Il primo "formale" impone che nell'atto notarile, a pena di nullità, debbano essere menzionati - a seconda dell'epoca di costruzione - gli estremi della licenza o della concessione edilizia o del permesso di Costruire/DIA, e comunque di ogni titolo abilitativo in sanatoria in caso di costruzione realizzata in assenza di provvedimento autorizzativo, oppure in totale difformità dallo stesso. Per gli interventi anteriori al primo settembre 1967 è valido l'atto nel quale anziché gli estremi della licenza sia riportata o allegata apposita dichiarazione sostitutiva di atto di notorietà nella quale venga attestato per l'appunto l'avvenuto inizio dei lavori di costruzione sin da data anteriore al 1 settembre 1967. La mancanza nell'atto del requisito formale, determina la nullità dell'atto.
E poi altrettanto importante il requisito sostanziale. Infatti, affinché sia valido, l'atto notarile deve anche avere per oggetto edifici commerciabili. Gli abusi edilizi che causano l'incommerciabilità sono esclusivamente gli 'abusi maggiori', quali la costruzione in assenza di licenza o concessione o genericamente titolo abilitativo, ovvero la costruzione in totale difformità da esso, tra i quali può ben rientrare anche un intervento di ristrutturazione che porti ad un organismo edilizio in parte diverso da quello precedente.

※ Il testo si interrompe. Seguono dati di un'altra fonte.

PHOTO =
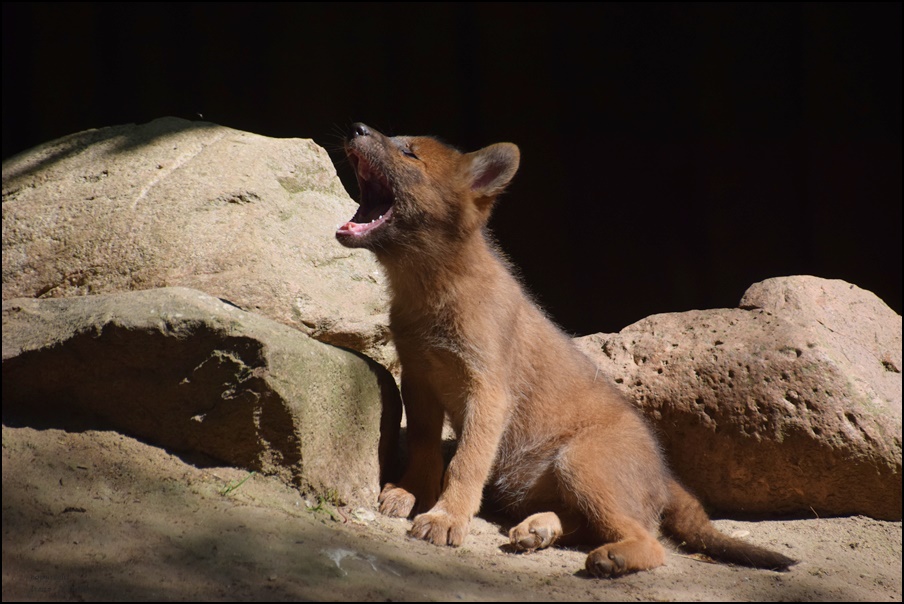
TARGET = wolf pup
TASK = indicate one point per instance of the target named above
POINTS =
(553, 443)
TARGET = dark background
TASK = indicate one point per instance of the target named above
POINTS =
(672, 154)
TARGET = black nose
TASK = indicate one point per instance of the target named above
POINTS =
(359, 129)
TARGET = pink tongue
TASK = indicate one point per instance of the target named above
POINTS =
(358, 228)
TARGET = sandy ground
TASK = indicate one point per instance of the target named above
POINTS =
(97, 515)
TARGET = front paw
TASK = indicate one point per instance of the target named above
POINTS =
(396, 501)
(440, 528)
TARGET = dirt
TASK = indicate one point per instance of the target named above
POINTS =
(96, 515)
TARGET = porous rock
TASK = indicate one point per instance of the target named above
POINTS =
(193, 373)
(790, 404)
(178, 203)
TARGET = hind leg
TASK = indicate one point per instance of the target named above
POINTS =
(536, 532)
(616, 478)
(636, 549)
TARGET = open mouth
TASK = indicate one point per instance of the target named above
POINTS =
(376, 200)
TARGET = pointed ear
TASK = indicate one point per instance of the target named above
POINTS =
(493, 167)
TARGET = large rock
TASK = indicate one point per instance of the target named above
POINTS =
(791, 404)
(177, 203)
(190, 372)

Nel caso specifico occorre verificare se il mutamento che lei ha riscontrato, che pare un abuso minore, sia stato o meno legittimato sotto il profilo urbanistico, cioè occorre verificare, o meglio far verificare da un esperto, i progetti dell'edificio e i relativi atti del Comune.

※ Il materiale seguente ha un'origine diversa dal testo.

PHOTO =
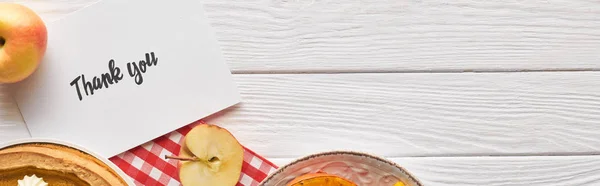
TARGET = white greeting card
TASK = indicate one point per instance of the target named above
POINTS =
(119, 73)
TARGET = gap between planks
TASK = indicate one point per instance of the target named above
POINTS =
(413, 71)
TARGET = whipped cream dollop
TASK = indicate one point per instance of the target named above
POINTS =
(32, 180)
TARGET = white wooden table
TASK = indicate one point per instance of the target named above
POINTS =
(459, 93)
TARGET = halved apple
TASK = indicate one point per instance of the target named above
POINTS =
(214, 157)
(320, 179)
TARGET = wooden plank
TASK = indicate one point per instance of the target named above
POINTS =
(415, 114)
(383, 35)
(500, 171)
(397, 36)
(12, 125)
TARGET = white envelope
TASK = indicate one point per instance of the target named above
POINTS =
(183, 75)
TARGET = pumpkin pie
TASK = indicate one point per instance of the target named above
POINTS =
(57, 165)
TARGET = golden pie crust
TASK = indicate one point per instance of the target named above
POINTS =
(58, 165)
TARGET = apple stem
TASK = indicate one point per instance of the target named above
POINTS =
(181, 158)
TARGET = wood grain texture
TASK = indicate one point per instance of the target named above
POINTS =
(266, 36)
(416, 114)
(500, 171)
(12, 125)
(399, 35)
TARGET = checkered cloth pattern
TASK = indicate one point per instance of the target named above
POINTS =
(146, 165)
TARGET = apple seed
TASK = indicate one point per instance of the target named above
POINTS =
(182, 158)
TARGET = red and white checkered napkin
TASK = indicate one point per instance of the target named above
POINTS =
(147, 166)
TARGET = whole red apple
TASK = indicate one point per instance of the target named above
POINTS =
(23, 38)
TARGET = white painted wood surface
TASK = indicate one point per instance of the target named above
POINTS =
(265, 36)
(540, 128)
(419, 114)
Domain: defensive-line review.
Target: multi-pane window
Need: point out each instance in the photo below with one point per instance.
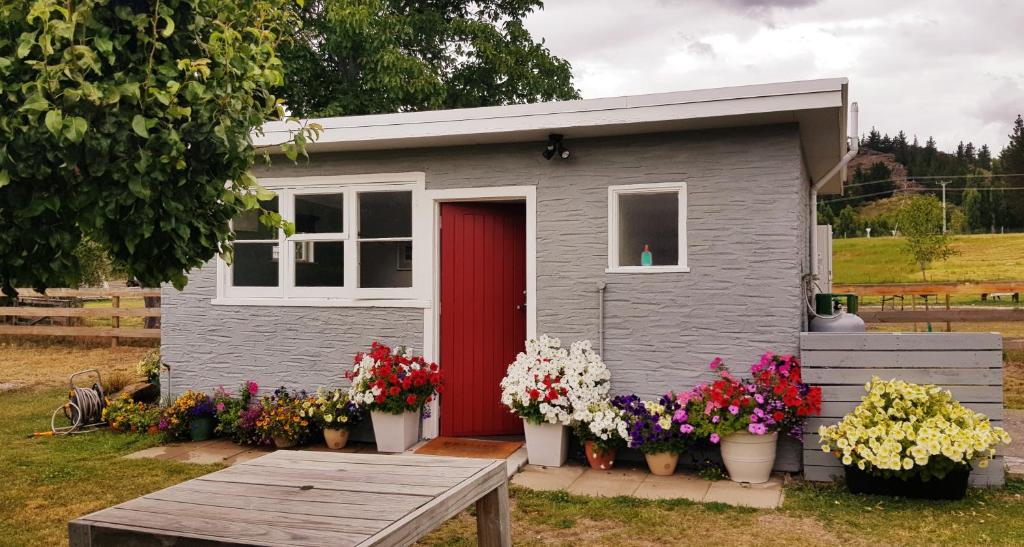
(647, 227)
(349, 243)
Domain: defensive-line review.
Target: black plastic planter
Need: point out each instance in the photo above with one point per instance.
(951, 487)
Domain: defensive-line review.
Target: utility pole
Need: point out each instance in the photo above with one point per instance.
(944, 182)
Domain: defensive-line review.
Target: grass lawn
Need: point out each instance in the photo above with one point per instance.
(983, 257)
(50, 480)
(47, 481)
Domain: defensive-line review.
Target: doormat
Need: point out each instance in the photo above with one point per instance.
(469, 448)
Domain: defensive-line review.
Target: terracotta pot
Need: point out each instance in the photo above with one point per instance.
(599, 459)
(336, 438)
(284, 443)
(547, 444)
(662, 463)
(395, 432)
(749, 458)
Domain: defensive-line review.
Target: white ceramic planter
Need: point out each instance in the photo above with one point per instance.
(395, 432)
(749, 458)
(546, 444)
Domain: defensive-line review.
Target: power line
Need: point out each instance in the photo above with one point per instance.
(913, 178)
(896, 191)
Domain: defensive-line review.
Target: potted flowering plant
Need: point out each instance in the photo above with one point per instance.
(603, 431)
(547, 385)
(660, 429)
(394, 386)
(336, 414)
(237, 415)
(910, 439)
(190, 416)
(745, 417)
(285, 418)
(124, 414)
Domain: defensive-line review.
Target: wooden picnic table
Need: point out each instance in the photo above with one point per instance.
(310, 498)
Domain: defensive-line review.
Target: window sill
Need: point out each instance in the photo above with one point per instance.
(320, 302)
(647, 269)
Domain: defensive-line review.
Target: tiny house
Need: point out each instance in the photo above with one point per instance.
(667, 228)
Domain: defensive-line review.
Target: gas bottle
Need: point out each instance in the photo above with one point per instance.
(832, 317)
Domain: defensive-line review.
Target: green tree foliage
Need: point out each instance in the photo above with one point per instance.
(921, 223)
(1012, 161)
(974, 211)
(128, 123)
(371, 56)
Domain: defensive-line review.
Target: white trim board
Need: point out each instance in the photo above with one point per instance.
(431, 320)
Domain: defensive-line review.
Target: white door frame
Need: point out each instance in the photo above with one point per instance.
(430, 217)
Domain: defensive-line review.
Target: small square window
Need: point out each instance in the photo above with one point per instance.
(647, 227)
(320, 263)
(648, 222)
(255, 264)
(320, 213)
(385, 214)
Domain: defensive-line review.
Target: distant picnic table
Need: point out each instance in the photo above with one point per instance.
(310, 498)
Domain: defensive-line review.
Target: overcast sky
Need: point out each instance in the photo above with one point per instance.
(949, 69)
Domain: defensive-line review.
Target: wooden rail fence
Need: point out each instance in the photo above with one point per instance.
(934, 311)
(114, 332)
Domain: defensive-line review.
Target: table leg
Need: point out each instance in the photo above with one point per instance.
(493, 526)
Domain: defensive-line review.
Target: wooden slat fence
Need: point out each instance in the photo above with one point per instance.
(970, 365)
(939, 311)
(114, 332)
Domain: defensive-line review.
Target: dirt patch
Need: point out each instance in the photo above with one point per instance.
(813, 532)
(44, 364)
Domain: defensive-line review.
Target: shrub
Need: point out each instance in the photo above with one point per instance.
(906, 430)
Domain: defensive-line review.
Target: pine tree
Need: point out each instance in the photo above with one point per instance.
(984, 158)
(1012, 161)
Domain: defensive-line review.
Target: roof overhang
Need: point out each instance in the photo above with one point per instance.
(819, 107)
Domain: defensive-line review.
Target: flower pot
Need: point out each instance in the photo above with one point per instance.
(201, 428)
(336, 438)
(597, 458)
(662, 463)
(547, 444)
(284, 442)
(951, 487)
(749, 458)
(395, 432)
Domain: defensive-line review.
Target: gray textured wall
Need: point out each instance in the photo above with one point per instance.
(747, 234)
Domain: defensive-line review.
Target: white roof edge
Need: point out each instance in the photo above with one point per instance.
(450, 125)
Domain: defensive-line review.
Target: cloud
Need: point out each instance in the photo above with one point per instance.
(942, 68)
(700, 48)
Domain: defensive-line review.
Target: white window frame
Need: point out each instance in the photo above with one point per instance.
(658, 187)
(348, 295)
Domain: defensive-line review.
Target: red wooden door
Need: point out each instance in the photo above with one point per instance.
(482, 312)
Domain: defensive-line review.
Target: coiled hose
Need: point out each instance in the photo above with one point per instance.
(84, 410)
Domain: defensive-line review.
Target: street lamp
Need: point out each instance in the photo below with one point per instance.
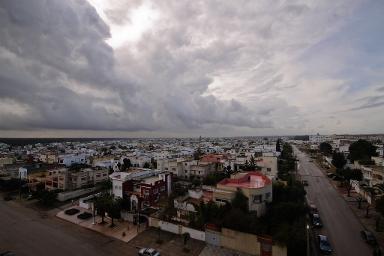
(308, 240)
(93, 213)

Ove procedesse a una ristrutturazione, occorrerebbe preventivamente sanare le eventuali difformità rispetto a quanto licenziato agli atti del Comune, talchè potrebbe doversi trovare ad affrontare una spesa non prevista (magari pagando anche sanzioni) in ragione di difformità non regolarizzate realizzate dal suo dante causa.

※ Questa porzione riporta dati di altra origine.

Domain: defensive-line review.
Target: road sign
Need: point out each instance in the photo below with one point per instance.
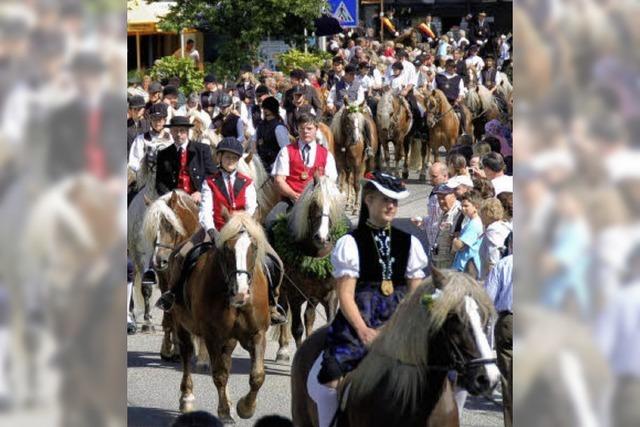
(345, 11)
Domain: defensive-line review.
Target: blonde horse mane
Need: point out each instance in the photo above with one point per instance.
(324, 193)
(399, 355)
(242, 221)
(159, 210)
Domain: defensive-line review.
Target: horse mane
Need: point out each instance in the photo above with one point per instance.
(241, 221)
(326, 192)
(159, 210)
(399, 355)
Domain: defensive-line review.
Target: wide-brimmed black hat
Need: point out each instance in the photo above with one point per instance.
(179, 122)
(389, 185)
(136, 101)
(230, 144)
(158, 111)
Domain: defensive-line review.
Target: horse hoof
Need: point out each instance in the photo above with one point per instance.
(283, 357)
(148, 328)
(244, 410)
(186, 403)
(227, 420)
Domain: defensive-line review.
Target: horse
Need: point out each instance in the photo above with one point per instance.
(443, 124)
(354, 129)
(137, 248)
(226, 302)
(403, 380)
(314, 217)
(483, 107)
(394, 122)
(177, 211)
(408, 38)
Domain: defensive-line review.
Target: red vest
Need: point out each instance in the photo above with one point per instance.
(299, 173)
(184, 180)
(222, 199)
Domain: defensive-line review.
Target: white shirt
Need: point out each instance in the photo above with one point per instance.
(502, 183)
(346, 262)
(332, 94)
(618, 331)
(139, 145)
(206, 207)
(281, 165)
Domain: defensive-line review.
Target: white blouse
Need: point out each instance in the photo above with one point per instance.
(346, 262)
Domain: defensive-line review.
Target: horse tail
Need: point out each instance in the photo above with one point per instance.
(414, 155)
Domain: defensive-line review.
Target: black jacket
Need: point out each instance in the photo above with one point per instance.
(199, 163)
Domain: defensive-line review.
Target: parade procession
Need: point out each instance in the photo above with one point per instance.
(320, 234)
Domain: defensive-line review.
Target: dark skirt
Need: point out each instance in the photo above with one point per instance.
(343, 349)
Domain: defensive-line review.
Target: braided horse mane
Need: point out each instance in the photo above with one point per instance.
(399, 355)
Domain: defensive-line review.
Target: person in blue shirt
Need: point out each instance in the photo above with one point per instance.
(467, 245)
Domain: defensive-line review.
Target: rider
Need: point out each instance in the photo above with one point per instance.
(375, 266)
(227, 189)
(452, 85)
(228, 123)
(297, 163)
(348, 86)
(272, 134)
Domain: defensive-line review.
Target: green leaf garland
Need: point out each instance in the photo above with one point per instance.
(288, 250)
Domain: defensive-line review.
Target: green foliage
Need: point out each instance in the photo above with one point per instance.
(298, 59)
(191, 79)
(243, 24)
(288, 250)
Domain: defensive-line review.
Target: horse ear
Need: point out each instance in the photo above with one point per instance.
(439, 278)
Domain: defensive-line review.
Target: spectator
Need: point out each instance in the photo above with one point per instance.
(494, 167)
(467, 246)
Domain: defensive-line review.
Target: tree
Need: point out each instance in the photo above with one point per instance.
(243, 24)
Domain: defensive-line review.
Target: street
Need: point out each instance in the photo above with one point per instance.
(154, 385)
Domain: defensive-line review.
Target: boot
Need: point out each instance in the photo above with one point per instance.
(274, 277)
(166, 301)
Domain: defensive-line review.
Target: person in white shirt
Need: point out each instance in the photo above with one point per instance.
(494, 168)
(348, 87)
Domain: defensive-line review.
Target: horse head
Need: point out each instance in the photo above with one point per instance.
(315, 214)
(241, 247)
(464, 312)
(169, 222)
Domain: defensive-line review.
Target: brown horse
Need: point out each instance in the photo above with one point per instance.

Il suggerimento è di visionare attentamente le pratiche edilizie agli atti del Comune oltre a fare le opportune verifiche catastali in quanto occorre che tra quanto in progetto agli atti del Comune e quanto depositato in catasto vi sia assoluta conformità. Infatti i controlli sulla conformità catastale di un immobile e sulla sua regolarità a livello urbanistico, sono tra i passi più importanti da compiere prima di procedere a una regolare compravendita immobiliare.
Per limitare questo rischio, che pregiudica la regolare circolazione degli immobili, e da sempre costituisce un problema sia per chi vende che per chi acquista, è stato siglato un protocollo d'intesa tra il Consiglio nazionale del Notariato e quello dei Geometri e Geometri Laureati, per avviare una collaborazione. L'accordo prevede la diffusione nei trasferimenti immobiliari di una perizia tecnica facoltativa, redatta dal geometra nella quale risulti la conformità catastale allo stato di fatto e l'esame edilizio e urbanistico.
E su questa linea già tracciata a livello nazionale, il Consiglio Notarile di Modena ha in corso la sottoscrizione di un Protocollo d'intesa con il Collegio dei Geometri di Modena.